Use the NPS Calculator to find out exactly how much lumpsum you will take home and what your monthly pension will look like at age 60.
Unlike a fixed deposit or mutual fund, where you withdraw everything, NPS has a strict government-mandated exit rule. When you retire at 60, you can only take 60% of your total corpus as a tax-free lumpsum.
The remaining 40% must be used to purchase an annuity plan from a life insurance company, which guarantees your monthly pension for life. NPS calculator maps out both numbers simultaneously, so you know exactly what you are walking away with.

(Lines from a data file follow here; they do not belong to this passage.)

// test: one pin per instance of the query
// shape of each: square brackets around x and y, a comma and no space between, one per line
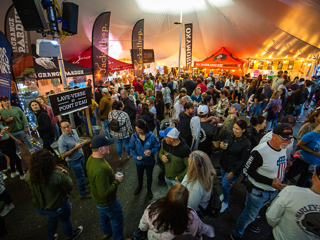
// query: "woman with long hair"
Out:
[296,101]
[235,151]
[125,129]
[8,147]
[54,119]
[199,180]
[309,157]
[256,129]
[49,186]
[143,146]
[258,100]
[273,110]
[158,84]
[147,116]
[44,126]
[159,109]
[309,125]
[196,95]
[170,216]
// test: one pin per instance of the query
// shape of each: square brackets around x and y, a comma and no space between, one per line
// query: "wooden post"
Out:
[89,121]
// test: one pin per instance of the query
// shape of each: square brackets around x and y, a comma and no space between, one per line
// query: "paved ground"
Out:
[25,223]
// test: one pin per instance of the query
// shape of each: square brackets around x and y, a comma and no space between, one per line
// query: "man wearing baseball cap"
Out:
[231,119]
[104,184]
[174,153]
[105,107]
[289,121]
[265,170]
[208,132]
[294,214]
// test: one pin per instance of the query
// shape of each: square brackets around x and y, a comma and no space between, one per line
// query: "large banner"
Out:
[48,67]
[5,66]
[137,47]
[100,47]
[19,40]
[188,37]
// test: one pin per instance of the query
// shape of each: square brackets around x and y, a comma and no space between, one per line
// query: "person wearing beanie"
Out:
[104,185]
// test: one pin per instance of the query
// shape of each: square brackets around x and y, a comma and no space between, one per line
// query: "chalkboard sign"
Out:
[70,101]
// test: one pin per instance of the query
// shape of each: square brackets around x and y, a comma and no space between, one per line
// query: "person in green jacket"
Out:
[49,185]
[174,153]
[148,84]
[17,122]
[104,184]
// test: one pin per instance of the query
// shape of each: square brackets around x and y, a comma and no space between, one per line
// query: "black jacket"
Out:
[254,136]
[44,125]
[149,118]
[129,108]
[234,158]
[185,130]
[160,110]
[190,85]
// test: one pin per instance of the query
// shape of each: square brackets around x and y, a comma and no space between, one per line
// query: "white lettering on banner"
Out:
[188,37]
[4,62]
[57,74]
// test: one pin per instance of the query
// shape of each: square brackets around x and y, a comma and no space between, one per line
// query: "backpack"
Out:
[214,205]
[115,126]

Three main factors dictate how large your retirement fund gets:
This is the most critical variable. Because NPS relies on compounding, starting at 25 rather than 35 results in a massive difference in your final corpus, even if you make the same monthly contribution.
You can start with as little as ₹500 a month. The higher your monthly input, the faster your equity and debt funds compound over the decades.
Your actual return depends on how you split your money between NPS asset classes (Equity, Corporate Bonds, Government Securities). Equity generates higher returns but involves volatility, while government securities are safer but yield less.
NPS gives you a dual tax benefit under the old tax regime. You get a standard ₹1.5 Lakh deduction under Section 80C, plus an exclusive additional ₹50,000 deduction under Section 80CCD(1B). This makes it one of the most tax-efficient ways to build a retirement corpus.